A.J. : Vous décryptez les techniques marketing des sites, algorithmes et tests d’affinités pour cibler les profils idéaux. N’induit-on pas dès l’origine des relations erronées ?
P.H. : Oui, je ne crois guère à ce système comme je l’écris dans la rubrique « Love Computer ». Vous cochez « j’aime les penne quatre fromages », lui aussi : bingo ! Une histoire d’amour est née ! Certains y voient peut-être une première sélection avant de poursuivre le dialogue. Ces rencontres reposent sur le principe de deux profils reliés, d’où le titre. D’ailleurs, un dessin du livre montre deux ordinateurs connectés, non des humains.
A.J. : Peut-on encore parler de « rencontre » ?
P.H. : Je n’ai pas une vision si sombre de la question car j’ai aussi fait de belles rencontres, avec des gens « normaux » et intéressants sans pour autant que cela induise un couple.
A.J. : Vous décodez discours, pseudos et profils. Que révèle ce langage si particulier ?
P.H. : J’ai fait mon mémoire de lettres en stylistique, ici dans un autre registre, analyser le langage est surtout prétexte à l’humour. Choisir pour pseudo Turlucucul, Entrejambe ou Memyself est quand même révélateur ! Quant au premier contact, il va de l’abréviation « Slt (Salut) » au simple « flash » pour dire bonjour. L’économie verbale est un subterfuge, une paresse quand vous n’obtenez jamais de réponse à un vrai message « rédigé ». Parfois, certains messages agressifs sans fondement, révèlent bien plus : une frustration.
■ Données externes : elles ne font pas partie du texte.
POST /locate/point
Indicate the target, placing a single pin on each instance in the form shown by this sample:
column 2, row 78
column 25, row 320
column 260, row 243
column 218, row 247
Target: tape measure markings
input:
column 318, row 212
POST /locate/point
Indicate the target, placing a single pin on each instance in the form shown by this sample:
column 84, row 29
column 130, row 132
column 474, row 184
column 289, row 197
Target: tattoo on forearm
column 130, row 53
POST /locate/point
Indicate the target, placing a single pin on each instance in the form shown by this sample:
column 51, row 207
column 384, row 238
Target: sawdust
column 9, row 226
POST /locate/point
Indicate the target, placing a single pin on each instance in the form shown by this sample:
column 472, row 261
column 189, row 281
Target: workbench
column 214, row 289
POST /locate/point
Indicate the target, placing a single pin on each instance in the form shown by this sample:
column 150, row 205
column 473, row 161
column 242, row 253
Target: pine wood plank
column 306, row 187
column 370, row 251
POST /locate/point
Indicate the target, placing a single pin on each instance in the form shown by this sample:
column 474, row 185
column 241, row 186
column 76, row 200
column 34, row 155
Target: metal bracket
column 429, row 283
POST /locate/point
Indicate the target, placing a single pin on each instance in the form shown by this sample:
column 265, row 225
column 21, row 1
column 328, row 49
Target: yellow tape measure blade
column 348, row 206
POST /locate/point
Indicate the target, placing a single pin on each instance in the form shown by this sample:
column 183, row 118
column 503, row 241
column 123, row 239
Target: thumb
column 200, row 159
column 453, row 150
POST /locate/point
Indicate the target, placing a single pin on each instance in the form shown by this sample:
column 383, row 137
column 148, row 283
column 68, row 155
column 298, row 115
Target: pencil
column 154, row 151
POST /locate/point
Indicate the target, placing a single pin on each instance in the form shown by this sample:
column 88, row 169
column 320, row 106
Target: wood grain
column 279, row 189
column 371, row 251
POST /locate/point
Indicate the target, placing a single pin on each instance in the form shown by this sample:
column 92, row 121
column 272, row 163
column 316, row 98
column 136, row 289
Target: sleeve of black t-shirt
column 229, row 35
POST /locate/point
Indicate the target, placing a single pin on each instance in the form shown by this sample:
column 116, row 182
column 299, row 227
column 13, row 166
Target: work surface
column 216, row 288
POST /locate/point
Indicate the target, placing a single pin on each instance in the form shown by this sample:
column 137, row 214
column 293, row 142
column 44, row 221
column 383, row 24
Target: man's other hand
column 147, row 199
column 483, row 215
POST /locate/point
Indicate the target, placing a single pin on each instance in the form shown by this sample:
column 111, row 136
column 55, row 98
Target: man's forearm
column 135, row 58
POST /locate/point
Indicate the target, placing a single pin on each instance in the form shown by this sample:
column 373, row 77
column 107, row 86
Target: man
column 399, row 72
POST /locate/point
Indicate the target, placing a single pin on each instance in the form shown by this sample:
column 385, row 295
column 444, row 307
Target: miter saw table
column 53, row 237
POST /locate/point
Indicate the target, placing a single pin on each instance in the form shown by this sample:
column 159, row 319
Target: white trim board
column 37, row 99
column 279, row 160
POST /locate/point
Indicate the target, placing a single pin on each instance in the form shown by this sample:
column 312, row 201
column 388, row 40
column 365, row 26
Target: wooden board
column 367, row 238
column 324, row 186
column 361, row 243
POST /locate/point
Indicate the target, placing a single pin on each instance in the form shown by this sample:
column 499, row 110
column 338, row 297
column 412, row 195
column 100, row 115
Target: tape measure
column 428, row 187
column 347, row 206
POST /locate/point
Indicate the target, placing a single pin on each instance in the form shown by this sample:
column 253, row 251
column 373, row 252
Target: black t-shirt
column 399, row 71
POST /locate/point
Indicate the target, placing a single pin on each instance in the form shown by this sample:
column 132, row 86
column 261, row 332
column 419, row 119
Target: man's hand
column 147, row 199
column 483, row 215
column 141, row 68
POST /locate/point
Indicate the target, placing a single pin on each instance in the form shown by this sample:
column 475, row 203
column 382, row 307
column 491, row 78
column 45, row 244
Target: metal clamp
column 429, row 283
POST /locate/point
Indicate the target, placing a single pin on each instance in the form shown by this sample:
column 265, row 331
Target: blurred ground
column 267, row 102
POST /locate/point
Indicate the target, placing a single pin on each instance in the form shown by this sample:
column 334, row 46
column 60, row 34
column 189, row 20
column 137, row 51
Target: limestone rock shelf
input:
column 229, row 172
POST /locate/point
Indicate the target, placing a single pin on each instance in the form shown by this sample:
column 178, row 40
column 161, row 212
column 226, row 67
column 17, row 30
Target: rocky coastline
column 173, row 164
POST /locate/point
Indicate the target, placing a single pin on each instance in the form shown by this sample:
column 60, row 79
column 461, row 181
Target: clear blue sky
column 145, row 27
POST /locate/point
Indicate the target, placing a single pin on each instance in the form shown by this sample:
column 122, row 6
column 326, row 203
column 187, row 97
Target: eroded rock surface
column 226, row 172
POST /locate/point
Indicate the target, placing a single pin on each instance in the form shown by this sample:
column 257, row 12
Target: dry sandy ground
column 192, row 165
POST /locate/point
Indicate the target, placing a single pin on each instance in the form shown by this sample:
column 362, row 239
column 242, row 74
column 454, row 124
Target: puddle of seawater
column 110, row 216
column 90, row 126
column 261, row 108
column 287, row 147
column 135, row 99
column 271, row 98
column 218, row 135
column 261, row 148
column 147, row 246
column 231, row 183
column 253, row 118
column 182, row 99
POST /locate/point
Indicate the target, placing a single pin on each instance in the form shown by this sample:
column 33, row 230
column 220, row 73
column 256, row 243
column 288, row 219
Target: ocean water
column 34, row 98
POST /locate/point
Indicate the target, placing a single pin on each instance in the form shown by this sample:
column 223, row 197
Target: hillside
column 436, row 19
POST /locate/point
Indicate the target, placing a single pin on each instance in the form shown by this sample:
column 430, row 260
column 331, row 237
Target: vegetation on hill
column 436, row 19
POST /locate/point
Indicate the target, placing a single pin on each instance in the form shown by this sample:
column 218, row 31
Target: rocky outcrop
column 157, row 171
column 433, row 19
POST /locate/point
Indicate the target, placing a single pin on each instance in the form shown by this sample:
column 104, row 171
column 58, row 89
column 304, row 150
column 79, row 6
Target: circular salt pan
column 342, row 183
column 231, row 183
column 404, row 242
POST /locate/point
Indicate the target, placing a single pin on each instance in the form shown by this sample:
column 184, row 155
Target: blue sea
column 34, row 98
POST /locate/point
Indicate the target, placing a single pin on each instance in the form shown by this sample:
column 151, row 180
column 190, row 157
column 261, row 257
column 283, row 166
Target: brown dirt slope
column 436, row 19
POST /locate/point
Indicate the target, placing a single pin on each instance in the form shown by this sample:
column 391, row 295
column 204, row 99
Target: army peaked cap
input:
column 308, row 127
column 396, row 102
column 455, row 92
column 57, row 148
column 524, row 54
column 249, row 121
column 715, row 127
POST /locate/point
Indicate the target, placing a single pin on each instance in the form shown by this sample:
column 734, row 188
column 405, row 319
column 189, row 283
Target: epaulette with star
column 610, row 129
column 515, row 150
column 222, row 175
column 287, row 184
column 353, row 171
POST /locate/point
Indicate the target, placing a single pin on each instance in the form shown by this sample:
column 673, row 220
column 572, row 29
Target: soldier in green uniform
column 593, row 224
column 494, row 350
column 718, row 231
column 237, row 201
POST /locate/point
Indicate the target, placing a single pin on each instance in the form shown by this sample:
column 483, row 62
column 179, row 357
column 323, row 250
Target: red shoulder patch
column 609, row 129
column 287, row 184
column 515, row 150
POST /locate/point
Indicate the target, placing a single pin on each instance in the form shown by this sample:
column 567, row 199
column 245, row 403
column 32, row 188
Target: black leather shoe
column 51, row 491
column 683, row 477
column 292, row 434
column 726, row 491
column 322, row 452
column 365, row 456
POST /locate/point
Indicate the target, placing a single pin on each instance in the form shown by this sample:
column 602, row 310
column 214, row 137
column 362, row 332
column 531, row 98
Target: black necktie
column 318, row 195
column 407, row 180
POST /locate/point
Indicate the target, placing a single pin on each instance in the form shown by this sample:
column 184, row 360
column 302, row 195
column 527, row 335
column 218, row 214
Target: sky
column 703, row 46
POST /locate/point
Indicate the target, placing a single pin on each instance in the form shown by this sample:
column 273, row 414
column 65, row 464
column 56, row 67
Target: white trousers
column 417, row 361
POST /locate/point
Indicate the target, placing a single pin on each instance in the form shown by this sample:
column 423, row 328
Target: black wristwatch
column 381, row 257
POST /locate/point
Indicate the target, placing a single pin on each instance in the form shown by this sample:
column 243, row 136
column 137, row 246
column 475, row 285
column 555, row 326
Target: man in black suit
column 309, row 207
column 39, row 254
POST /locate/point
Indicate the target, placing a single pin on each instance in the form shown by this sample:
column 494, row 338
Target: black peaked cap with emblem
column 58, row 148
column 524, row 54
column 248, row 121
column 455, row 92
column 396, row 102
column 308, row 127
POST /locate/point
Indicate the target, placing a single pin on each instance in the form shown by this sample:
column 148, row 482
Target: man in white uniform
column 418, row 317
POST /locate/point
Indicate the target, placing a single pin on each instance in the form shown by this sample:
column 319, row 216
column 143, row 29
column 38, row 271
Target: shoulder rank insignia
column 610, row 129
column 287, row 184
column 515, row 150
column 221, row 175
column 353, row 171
A.J. : On rit beaucoup. Quelles sont vos histoires de rencontres préférées ?
P.H. : L’une d’entre elles en dit long sur la question majeure de l’apparence physique. Un homme qui ne supporte pas les femmes enrobées, arrive lui-même avec ses kilos et dispense des conseils de diététique du style « Tu ne devrais pas boire un soda, c’est bourré de sucre ! » Réjouissant ! Il y a celui qui détourne les codes du premier rendez-vous et propose de marcher sans cesse : une façon d’échapper à la rencontre, de ne pas voir l’autre. Il y a celui qui vous plante pour garder son chien malade, celui qui devient muet sauf quand il s’agit de vous demander de régler l’addition… Et bien d’autres encore !
A.J. : Peut-on encore parler d’investissement personnel ?
P.H. : Chez le psy, le paiement détermine aussi l’implication. Ici, on peut être de passage sans volonté particulière, simplement pour voir s’il y a de la lumière et regarder des photos qui défilent... La motivation doit apparaître à tout moment, dans l’abonnement que l’on choisit pour communiquer, le message, la tenue ou ce que l’on donne de soi au café.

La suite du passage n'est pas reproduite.